T urning now to FIG. 11 , the enteral fluid pump assembly 11 can be coupled to a peristaltic pump assembly 200 to fill the bladder 14. The peristaltic pump assembly 200 can include a peristaltic pump unit 202 and a control unit 204. The control unit 204 may optionally include one or more user inputs 206, such as user input buttons 206 illustrated in FIG. 11 , and/or a display 208. The display 208 may optionally be provided as a touch-screen display to both receive user inputs and display information. The peristaltic pump unit 202 may include an inlet 210 for receiving fluid and an outlet 212 for delivering pumped fluid. For instance, as shown in FIG. 11, a fluid reservoir 216, e.g., a bag of fluid, may be operatively connected to the inlet 210 of the pump 202 via a conduit 214. The outlet 212 of the peristaltic pump unit 202 may be operatively connected to the elastomeric pump 10 via a conduit 220. When the peristaltic pump assembly 200 is actuated, the fluid 218 can be mechanically pumped from the reservoir 216 into the bladder 14 of the elastomeric pump 10. By filling the bladder 14 of the elastomeric pump 10 using the assistance of a peristaltic pump assembly 200, as contemplated by the present invention, the crack pressure of the bladder 14 may be achieved more quickly and easily as compared to manually filling the bladder 14 with a manual syringe-type device. Moreover, a peristaltic pump assembly 200 similar to that described herein is typically used for directly providing nutritive fluid to a recipient of enteral nutritive fluid. Thus, the elastomeric pump 10 may be filled quickly and automatically using equipment that a patient typically already has access to.

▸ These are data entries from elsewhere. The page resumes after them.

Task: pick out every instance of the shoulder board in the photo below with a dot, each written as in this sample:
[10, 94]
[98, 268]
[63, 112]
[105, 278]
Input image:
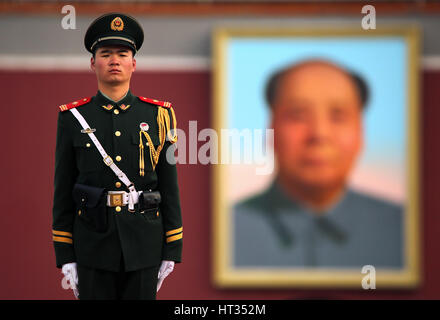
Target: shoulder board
[74, 104]
[165, 104]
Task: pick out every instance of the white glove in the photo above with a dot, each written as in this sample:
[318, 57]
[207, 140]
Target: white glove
[165, 269]
[71, 275]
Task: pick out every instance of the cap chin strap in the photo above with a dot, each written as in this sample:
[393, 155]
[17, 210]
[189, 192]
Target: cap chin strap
[133, 195]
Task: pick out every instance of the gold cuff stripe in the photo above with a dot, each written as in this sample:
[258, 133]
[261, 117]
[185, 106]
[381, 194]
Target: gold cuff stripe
[62, 233]
[171, 232]
[62, 239]
[174, 238]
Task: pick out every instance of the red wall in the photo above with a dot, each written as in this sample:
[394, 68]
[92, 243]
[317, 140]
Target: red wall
[29, 110]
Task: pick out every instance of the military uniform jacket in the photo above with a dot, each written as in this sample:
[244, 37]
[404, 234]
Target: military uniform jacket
[142, 240]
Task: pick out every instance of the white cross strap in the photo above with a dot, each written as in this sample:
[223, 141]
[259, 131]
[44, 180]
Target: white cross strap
[108, 160]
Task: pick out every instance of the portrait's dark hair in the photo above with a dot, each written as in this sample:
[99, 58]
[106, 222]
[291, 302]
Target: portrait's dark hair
[275, 79]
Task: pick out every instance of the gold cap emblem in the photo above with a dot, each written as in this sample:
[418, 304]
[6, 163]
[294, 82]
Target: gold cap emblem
[117, 24]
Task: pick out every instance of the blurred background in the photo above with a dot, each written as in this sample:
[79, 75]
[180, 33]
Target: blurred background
[43, 65]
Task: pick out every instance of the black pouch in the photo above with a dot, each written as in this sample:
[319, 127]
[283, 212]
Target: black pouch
[92, 202]
[149, 201]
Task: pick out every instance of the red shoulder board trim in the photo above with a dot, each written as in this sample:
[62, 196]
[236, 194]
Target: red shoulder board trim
[74, 104]
[165, 104]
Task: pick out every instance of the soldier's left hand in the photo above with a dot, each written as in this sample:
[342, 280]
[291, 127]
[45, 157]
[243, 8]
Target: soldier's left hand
[165, 269]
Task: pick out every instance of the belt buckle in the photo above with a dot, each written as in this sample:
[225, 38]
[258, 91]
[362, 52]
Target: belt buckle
[116, 199]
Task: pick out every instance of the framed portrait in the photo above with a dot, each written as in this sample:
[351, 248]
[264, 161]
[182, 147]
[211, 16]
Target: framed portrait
[317, 180]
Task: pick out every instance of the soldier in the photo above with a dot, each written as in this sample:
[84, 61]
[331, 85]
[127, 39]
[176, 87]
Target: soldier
[309, 216]
[117, 227]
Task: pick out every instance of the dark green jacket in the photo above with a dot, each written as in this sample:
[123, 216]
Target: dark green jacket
[143, 240]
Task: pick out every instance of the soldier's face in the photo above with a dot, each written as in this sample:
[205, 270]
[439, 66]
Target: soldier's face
[317, 121]
[113, 65]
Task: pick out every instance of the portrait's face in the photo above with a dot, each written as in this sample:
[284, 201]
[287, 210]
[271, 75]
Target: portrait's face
[113, 64]
[317, 121]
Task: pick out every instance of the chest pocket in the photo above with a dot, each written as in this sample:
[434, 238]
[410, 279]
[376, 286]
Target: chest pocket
[88, 158]
[137, 159]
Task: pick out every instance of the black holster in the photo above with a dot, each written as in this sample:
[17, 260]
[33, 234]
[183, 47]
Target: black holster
[149, 201]
[92, 202]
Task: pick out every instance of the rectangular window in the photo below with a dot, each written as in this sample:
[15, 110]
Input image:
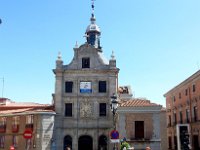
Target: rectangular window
[68, 109]
[15, 123]
[181, 117]
[170, 121]
[2, 124]
[195, 113]
[175, 121]
[170, 142]
[68, 87]
[139, 129]
[14, 141]
[102, 86]
[174, 98]
[179, 95]
[85, 62]
[85, 87]
[193, 88]
[28, 144]
[175, 142]
[29, 122]
[2, 141]
[102, 109]
[187, 116]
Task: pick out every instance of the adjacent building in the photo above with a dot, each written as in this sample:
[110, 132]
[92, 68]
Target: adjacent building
[141, 122]
[25, 126]
[183, 107]
[82, 95]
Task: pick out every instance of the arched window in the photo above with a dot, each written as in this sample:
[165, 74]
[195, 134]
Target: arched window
[102, 142]
[67, 142]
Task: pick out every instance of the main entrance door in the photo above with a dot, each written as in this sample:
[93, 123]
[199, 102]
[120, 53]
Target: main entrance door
[85, 143]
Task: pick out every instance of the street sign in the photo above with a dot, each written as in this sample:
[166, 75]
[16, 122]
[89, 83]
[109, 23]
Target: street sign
[28, 134]
[114, 134]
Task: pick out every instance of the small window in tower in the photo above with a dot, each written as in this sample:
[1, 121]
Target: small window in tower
[85, 62]
[68, 109]
[68, 86]
[139, 129]
[179, 95]
[186, 92]
[102, 86]
[102, 109]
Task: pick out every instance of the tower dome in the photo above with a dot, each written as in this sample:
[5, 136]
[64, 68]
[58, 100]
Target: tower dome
[93, 31]
[93, 27]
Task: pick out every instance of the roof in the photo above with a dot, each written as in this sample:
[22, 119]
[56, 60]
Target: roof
[28, 110]
[137, 103]
[12, 107]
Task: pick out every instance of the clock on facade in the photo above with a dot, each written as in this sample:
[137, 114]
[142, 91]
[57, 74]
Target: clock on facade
[85, 109]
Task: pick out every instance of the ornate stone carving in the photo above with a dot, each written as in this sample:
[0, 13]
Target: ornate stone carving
[86, 109]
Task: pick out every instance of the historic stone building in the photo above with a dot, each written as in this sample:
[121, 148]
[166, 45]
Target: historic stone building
[25, 126]
[82, 95]
[141, 122]
[183, 108]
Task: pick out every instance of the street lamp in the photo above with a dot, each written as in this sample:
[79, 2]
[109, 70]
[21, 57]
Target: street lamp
[113, 106]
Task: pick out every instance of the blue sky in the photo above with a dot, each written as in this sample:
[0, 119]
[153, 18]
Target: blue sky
[156, 43]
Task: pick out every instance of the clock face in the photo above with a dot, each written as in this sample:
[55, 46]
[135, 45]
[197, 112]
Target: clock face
[85, 87]
[85, 109]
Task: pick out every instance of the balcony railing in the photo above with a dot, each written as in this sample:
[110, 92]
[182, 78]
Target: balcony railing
[15, 128]
[2, 128]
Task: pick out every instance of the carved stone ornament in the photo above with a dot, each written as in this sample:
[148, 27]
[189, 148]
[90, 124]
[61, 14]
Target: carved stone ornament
[85, 109]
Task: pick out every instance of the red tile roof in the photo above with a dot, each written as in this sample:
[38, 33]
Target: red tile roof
[137, 103]
[25, 110]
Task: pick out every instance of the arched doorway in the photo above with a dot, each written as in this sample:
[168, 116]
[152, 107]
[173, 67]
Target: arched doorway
[85, 143]
[67, 142]
[102, 142]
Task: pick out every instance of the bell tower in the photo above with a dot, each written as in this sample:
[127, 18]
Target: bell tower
[83, 90]
[93, 31]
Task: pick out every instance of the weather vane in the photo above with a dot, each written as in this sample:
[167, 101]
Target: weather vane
[93, 7]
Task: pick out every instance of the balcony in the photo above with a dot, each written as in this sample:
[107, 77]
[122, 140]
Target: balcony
[169, 125]
[29, 126]
[15, 128]
[2, 128]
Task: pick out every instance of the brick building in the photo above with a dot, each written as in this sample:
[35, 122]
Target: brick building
[142, 122]
[16, 118]
[183, 107]
[139, 121]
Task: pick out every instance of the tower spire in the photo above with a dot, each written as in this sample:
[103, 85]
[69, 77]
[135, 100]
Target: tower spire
[92, 8]
[93, 31]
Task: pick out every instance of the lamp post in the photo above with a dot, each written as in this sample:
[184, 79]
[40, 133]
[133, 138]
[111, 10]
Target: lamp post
[113, 106]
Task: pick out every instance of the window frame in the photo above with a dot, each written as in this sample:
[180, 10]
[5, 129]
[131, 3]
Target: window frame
[85, 62]
[69, 86]
[102, 86]
[68, 113]
[102, 109]
[139, 129]
[2, 141]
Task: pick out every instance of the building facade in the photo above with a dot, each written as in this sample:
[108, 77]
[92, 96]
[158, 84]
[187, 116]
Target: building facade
[25, 126]
[82, 95]
[139, 121]
[183, 107]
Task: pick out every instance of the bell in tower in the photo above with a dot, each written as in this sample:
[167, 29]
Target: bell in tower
[93, 32]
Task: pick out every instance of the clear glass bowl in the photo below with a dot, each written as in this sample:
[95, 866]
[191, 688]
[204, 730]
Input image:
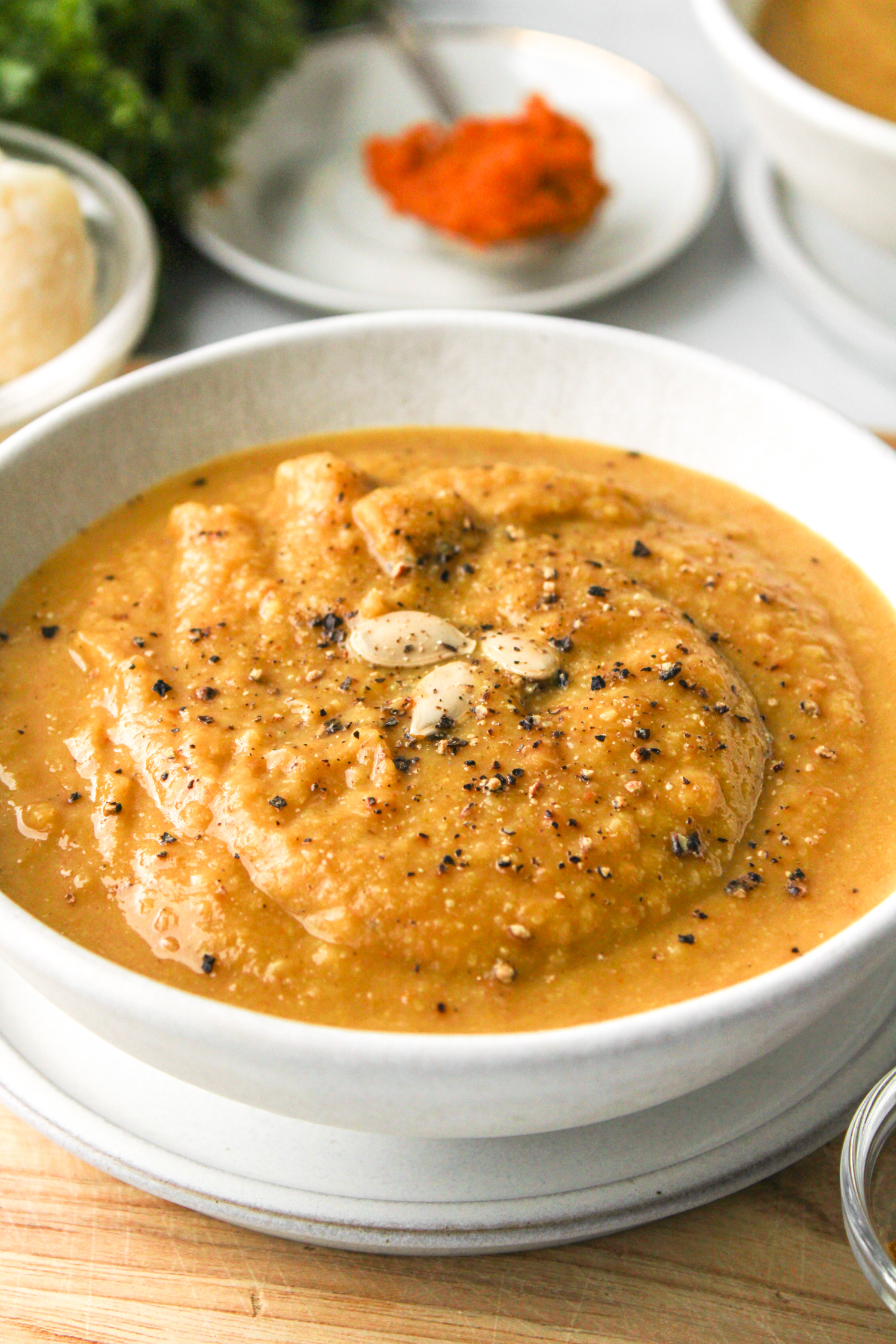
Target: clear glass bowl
[868, 1187]
[124, 241]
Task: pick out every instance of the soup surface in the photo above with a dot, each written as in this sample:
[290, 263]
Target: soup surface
[845, 47]
[448, 730]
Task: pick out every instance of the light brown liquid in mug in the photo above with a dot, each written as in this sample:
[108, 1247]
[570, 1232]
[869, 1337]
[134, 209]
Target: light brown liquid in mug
[204, 783]
[845, 47]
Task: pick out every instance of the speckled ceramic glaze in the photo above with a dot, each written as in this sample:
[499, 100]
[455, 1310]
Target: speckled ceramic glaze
[440, 369]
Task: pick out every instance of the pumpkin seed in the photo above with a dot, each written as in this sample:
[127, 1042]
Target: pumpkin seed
[520, 656]
[444, 694]
[407, 640]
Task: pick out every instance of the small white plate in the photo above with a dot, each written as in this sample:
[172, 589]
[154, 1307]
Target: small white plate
[300, 219]
[841, 280]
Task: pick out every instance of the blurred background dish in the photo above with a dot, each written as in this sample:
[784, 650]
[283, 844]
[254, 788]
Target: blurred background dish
[124, 245]
[300, 219]
[836, 155]
[845, 283]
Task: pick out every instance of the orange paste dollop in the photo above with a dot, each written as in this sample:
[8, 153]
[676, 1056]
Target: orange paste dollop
[492, 179]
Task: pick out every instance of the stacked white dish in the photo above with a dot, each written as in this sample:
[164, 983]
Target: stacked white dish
[817, 200]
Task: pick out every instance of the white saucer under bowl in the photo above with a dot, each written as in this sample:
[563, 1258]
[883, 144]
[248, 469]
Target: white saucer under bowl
[841, 280]
[389, 1194]
[300, 219]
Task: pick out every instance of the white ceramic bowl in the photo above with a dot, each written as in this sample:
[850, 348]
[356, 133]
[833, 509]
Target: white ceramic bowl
[124, 244]
[837, 157]
[511, 372]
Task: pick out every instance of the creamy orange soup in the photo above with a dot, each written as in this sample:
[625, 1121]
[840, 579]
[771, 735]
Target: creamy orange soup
[448, 730]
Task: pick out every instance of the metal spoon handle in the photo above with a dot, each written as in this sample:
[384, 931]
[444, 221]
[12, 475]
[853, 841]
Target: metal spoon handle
[418, 53]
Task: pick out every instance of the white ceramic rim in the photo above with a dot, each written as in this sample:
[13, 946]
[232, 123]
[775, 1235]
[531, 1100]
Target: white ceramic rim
[72, 966]
[557, 299]
[117, 331]
[787, 89]
[757, 194]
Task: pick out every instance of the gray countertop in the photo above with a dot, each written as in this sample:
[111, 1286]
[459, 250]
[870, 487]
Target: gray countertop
[714, 296]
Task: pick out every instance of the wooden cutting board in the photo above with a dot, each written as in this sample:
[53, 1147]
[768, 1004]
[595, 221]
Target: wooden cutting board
[85, 1259]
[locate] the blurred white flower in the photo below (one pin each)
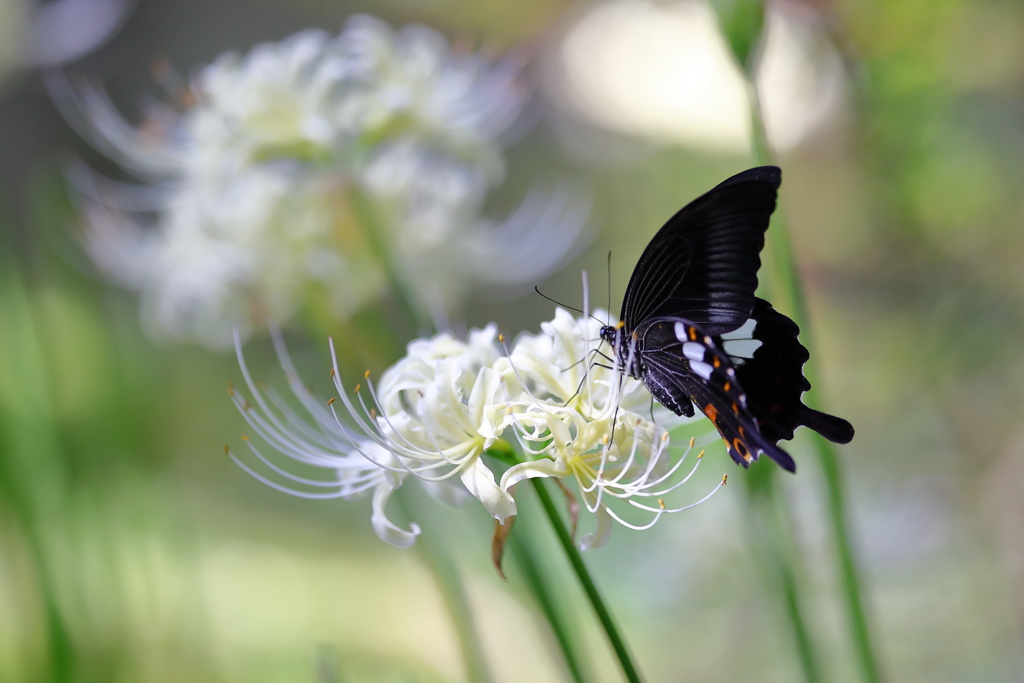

This written description uses examples to disclose the invention, including the best mode, and also to enable any person skilled in the art to practice the invention, including making and using any devices or systems and performing any incorporated methods. The patentable scope of the invention is defined by the claims and may include other examples that occur to those skilled in the art. Such other examples are intended to be within the scope of the claims if they include structural elements that do not differ from the literal language of the claims or if they include equivalent structural elements with insubstantial differences from the literal language of the claims.